An improbable Hollywood ending for Newman was on the cards until the team was foiled by an intransigent wheel-nut locking tight, forcing it to be sawn off and a complete hub replacement, taking 23 minutes (6 laps). Stommelen pushed hard but then with just 20 minutes to go, he slowed dramatically with a bad misfire. Finally defeated by a holed piston, he crept round for two more painful laps until pulling up just before the finish line.
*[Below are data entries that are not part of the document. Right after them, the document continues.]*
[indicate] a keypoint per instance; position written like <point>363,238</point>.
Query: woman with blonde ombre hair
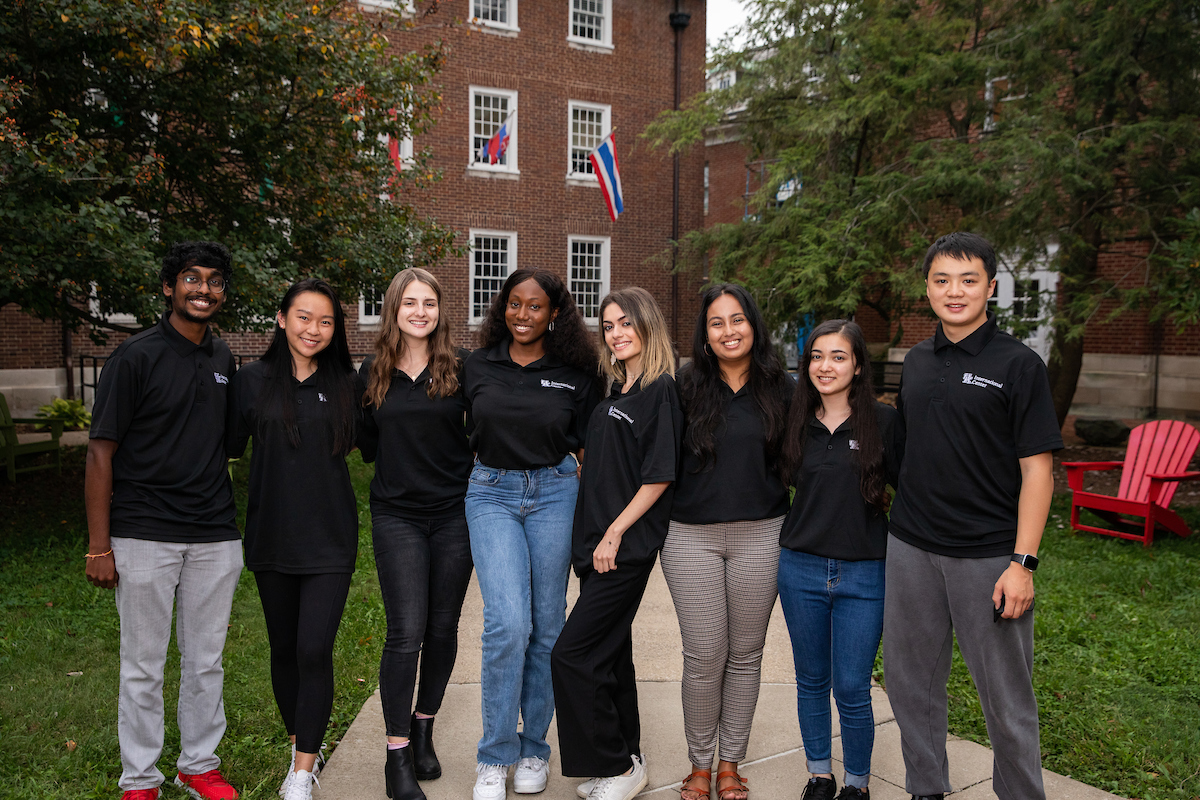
<point>415,429</point>
<point>621,521</point>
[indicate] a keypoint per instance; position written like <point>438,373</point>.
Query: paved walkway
<point>774,763</point>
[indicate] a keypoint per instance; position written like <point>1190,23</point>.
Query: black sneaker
<point>820,788</point>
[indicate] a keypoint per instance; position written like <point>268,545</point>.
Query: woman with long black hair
<point>843,450</point>
<point>721,554</point>
<point>300,405</point>
<point>532,388</point>
<point>414,428</point>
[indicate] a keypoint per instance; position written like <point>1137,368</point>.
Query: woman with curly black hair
<point>721,553</point>
<point>532,385</point>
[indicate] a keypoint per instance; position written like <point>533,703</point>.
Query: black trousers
<point>424,569</point>
<point>303,613</point>
<point>592,667</point>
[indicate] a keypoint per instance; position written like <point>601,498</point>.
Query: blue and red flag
<point>604,162</point>
<point>495,148</point>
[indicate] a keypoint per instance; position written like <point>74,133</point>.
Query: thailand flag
<point>495,148</point>
<point>604,162</point>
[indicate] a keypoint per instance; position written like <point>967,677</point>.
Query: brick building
<point>574,70</point>
<point>1132,367</point>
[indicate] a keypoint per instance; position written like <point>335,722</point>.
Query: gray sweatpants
<point>198,582</point>
<point>929,600</point>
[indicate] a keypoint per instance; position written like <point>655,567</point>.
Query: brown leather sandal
<point>737,792</point>
<point>707,775</point>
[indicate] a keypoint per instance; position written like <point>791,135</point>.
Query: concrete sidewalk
<point>774,763</point>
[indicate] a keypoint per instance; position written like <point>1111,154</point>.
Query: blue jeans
<point>834,612</point>
<point>520,525</point>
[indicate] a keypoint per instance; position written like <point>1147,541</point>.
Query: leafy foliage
<point>131,124</point>
<point>73,411</point>
<point>1057,130</point>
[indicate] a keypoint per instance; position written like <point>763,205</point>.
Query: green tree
<point>131,124</point>
<point>1050,127</point>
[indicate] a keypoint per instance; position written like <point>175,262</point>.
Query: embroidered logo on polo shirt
<point>972,379</point>
<point>613,411</point>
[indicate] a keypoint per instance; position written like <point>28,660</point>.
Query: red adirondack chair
<point>1156,459</point>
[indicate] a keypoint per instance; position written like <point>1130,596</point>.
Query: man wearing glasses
<point>161,522</point>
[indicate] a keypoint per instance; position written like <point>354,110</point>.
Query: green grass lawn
<point>1117,655</point>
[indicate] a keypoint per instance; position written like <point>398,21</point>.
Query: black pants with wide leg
<point>592,666</point>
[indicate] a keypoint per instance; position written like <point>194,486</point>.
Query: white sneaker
<point>490,782</point>
<point>300,786</point>
<point>621,787</point>
<point>531,775</point>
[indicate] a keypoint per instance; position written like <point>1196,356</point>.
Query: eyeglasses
<point>195,281</point>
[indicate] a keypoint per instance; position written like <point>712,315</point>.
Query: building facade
<point>561,74</point>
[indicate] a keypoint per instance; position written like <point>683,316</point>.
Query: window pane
<point>489,115</point>
<point>490,269</point>
<point>496,11</point>
<point>587,131</point>
<point>587,19</point>
<point>587,276</point>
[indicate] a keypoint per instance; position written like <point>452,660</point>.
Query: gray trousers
<point>723,583</point>
<point>929,600</point>
<point>198,581</point>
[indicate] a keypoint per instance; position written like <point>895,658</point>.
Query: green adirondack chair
<point>11,449</point>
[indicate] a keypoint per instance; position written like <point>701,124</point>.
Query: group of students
<point>544,451</point>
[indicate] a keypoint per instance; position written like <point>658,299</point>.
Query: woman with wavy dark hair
<point>532,385</point>
<point>414,429</point>
<point>841,451</point>
<point>721,553</point>
<point>300,404</point>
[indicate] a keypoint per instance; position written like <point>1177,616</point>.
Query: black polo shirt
<point>162,400</point>
<point>423,447</point>
<point>526,417</point>
<point>739,482</point>
<point>301,517</point>
<point>633,439</point>
<point>971,410</point>
<point>829,517</point>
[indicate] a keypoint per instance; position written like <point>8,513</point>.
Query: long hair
<point>335,376</point>
<point>658,358</point>
<point>864,422</point>
<point>390,344</point>
<point>701,386</point>
<point>569,342</point>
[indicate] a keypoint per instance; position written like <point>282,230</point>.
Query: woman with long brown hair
<point>415,431</point>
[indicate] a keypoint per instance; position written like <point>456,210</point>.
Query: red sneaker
<point>207,786</point>
<point>141,794</point>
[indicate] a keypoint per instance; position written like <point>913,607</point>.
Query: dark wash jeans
<point>424,569</point>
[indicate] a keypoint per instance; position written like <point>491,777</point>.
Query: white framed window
<point>490,110</point>
<point>588,274</point>
<point>371,306</point>
<point>493,257</point>
<point>589,124</point>
<point>495,13</point>
<point>591,23</point>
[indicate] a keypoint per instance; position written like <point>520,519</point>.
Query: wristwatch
<point>1029,561</point>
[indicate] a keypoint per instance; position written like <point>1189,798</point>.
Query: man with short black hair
<point>161,522</point>
<point>975,492</point>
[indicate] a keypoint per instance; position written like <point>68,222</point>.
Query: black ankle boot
<point>399,775</point>
<point>425,759</point>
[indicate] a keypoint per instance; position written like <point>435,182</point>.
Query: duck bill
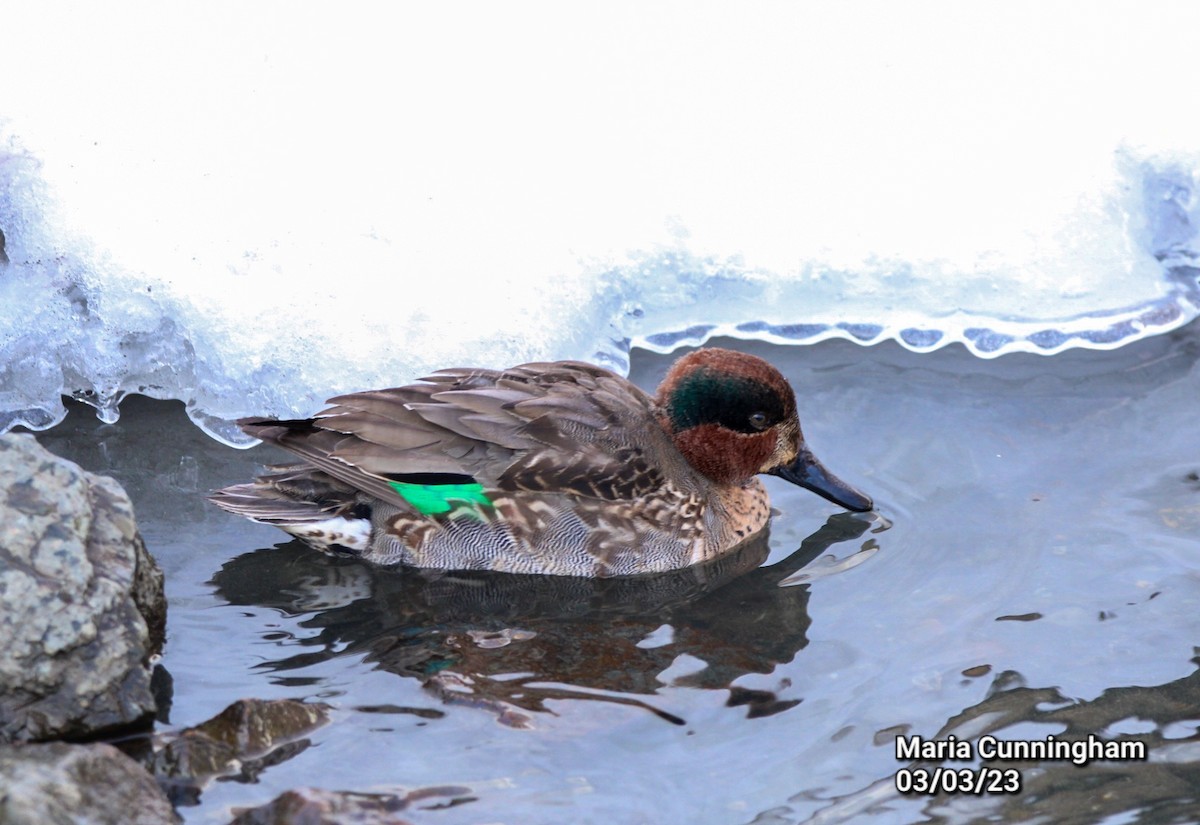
<point>810,474</point>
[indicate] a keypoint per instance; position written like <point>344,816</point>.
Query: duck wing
<point>562,427</point>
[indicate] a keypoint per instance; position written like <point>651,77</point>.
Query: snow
<point>251,208</point>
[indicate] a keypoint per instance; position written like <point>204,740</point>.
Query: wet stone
<point>58,782</point>
<point>238,744</point>
<point>82,607</point>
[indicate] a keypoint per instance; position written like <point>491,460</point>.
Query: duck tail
<point>309,504</point>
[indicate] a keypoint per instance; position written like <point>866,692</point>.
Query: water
<point>1032,571</point>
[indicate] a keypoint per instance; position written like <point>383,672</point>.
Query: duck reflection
<point>509,642</point>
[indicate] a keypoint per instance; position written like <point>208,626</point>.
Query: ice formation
<point>253,208</point>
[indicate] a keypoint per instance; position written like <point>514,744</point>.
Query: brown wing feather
<point>547,427</point>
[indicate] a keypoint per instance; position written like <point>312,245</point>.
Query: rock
<point>239,742</point>
<point>82,604</point>
<point>312,806</point>
<point>96,783</point>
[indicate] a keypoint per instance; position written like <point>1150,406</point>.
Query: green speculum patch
<point>441,499</point>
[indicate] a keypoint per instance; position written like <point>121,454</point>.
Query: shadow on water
<point>505,642</point>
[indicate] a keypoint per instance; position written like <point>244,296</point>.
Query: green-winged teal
<point>557,468</point>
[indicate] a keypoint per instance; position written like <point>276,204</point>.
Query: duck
<point>551,468</point>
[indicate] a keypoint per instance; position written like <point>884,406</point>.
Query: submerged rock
<point>58,782</point>
<point>239,742</point>
<point>82,604</point>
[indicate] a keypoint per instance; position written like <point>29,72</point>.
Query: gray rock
<point>96,784</point>
<point>82,604</point>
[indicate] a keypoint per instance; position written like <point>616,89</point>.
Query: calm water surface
<point>1033,570</point>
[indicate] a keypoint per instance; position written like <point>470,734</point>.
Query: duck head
<point>732,416</point>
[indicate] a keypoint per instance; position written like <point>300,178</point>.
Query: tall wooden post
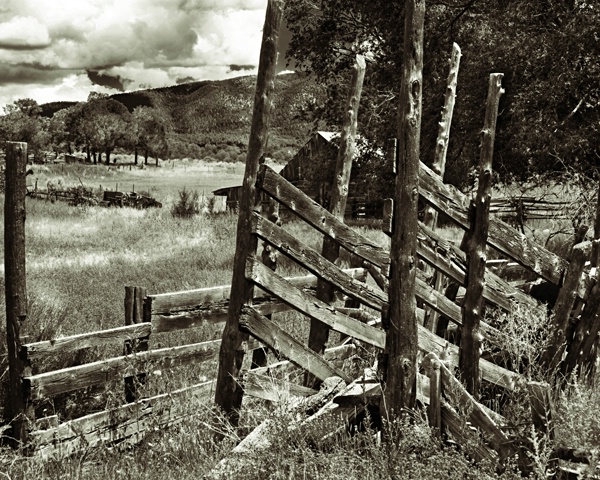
<point>319,332</point>
<point>439,164</point>
<point>400,354</point>
<point>475,246</point>
<point>229,392</point>
<point>15,285</point>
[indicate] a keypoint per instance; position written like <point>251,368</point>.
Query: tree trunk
<point>319,333</point>
<point>476,247</point>
<point>229,392</point>
<point>400,320</point>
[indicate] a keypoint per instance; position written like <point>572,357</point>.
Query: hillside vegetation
<point>206,119</point>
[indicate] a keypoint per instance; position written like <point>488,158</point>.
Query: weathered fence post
<point>19,410</point>
<point>135,313</point>
<point>439,165</point>
<point>567,295</point>
<point>229,392</point>
<point>319,332</point>
<point>400,355</point>
<point>475,246</point>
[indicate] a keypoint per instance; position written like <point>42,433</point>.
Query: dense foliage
<point>549,53</point>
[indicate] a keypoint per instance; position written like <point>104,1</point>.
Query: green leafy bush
<point>188,204</point>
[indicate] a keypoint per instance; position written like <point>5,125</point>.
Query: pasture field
<point>80,258</point>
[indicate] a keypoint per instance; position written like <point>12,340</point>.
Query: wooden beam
<point>475,246</point>
<point>46,385</point>
<point>284,344</point>
<point>167,303</point>
<point>567,295</point>
<point>502,237</point>
<point>19,412</point>
<point>128,422</point>
<point>399,367</point>
<point>319,332</point>
<point>316,263</point>
<point>319,218</point>
<point>310,306</point>
<point>229,392</point>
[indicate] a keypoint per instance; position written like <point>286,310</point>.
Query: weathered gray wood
<point>318,217</point>
<point>128,422</point>
<point>503,237</point>
<point>316,263</point>
<point>341,352</point>
<point>273,389</point>
<point>567,295</point>
<point>478,416</point>
<point>443,138</point>
<point>451,261</point>
<point>18,409</point>
<point>229,391</point>
<point>166,303</point>
<point>134,314</point>
<point>319,333</point>
<point>311,306</point>
<point>471,337</point>
<point>439,162</point>
<point>37,350</point>
<point>430,342</point>
<point>284,344</point>
<point>399,367</point>
<point>542,408</point>
<point>581,350</point>
<point>45,385</point>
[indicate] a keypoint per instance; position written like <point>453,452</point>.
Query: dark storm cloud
<point>104,80</point>
<point>241,68</point>
<point>29,73</point>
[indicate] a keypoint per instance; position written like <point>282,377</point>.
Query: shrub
<point>188,204</point>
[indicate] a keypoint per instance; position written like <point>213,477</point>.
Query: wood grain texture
<point>316,263</point>
<point>311,306</point>
<point>287,346</point>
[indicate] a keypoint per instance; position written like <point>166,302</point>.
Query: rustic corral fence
<point>247,311</point>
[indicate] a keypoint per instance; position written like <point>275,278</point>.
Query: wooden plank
<point>475,242</point>
<point>15,288</point>
<point>49,384</point>
<point>284,344</point>
<point>567,295</point>
<point>311,306</point>
<point>341,352</point>
<point>318,217</point>
<point>319,332</point>
<point>165,303</point>
<point>273,389</point>
<point>229,392</point>
<point>38,350</point>
<point>502,237</point>
<point>451,261</point>
<point>131,421</point>
<point>316,263</point>
<point>429,342</point>
<point>477,415</point>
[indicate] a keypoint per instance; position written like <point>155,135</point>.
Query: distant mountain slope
<point>220,112</point>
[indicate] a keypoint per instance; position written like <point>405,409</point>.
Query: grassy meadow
<point>80,258</point>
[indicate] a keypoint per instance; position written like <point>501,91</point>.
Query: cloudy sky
<point>54,50</point>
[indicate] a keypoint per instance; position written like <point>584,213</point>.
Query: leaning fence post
<point>136,311</point>
<point>15,285</point>
<point>475,245</point>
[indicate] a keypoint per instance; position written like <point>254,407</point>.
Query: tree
<point>22,123</point>
<point>548,51</point>
<point>150,133</point>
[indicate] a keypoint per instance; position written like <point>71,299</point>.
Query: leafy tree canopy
<point>549,52</point>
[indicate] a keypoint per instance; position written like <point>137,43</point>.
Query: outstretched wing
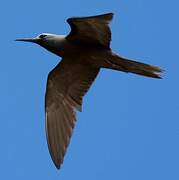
<point>92,30</point>
<point>66,86</point>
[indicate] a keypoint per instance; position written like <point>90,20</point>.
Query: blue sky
<point>129,127</point>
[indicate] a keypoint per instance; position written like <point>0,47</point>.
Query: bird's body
<point>84,51</point>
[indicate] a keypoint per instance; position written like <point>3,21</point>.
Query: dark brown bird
<point>84,51</point>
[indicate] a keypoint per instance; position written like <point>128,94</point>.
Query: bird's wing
<point>92,30</point>
<point>67,84</point>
Being sure to keep his engine running to avoid disqualification, he waited for the Kremer car to come past and take the flag before inching over the line to take second.

The second K3, having driven back up the field to eighth after its engine fire was unlucky to have a driveshaft fail in the last hours that dropped them down to finish 13th. However, the third team car, of Ferrier/Servanin/Trisconi kept up its reliable run to finish third, capping an excellent weekend for the Kremer team. Fourth, after its own metronomic run was the Group 4 Porsche of Herbie Müller and the Swiss Lubrifilm team. Finishing just a lap off the podium it won its class by an enormous 31 laps.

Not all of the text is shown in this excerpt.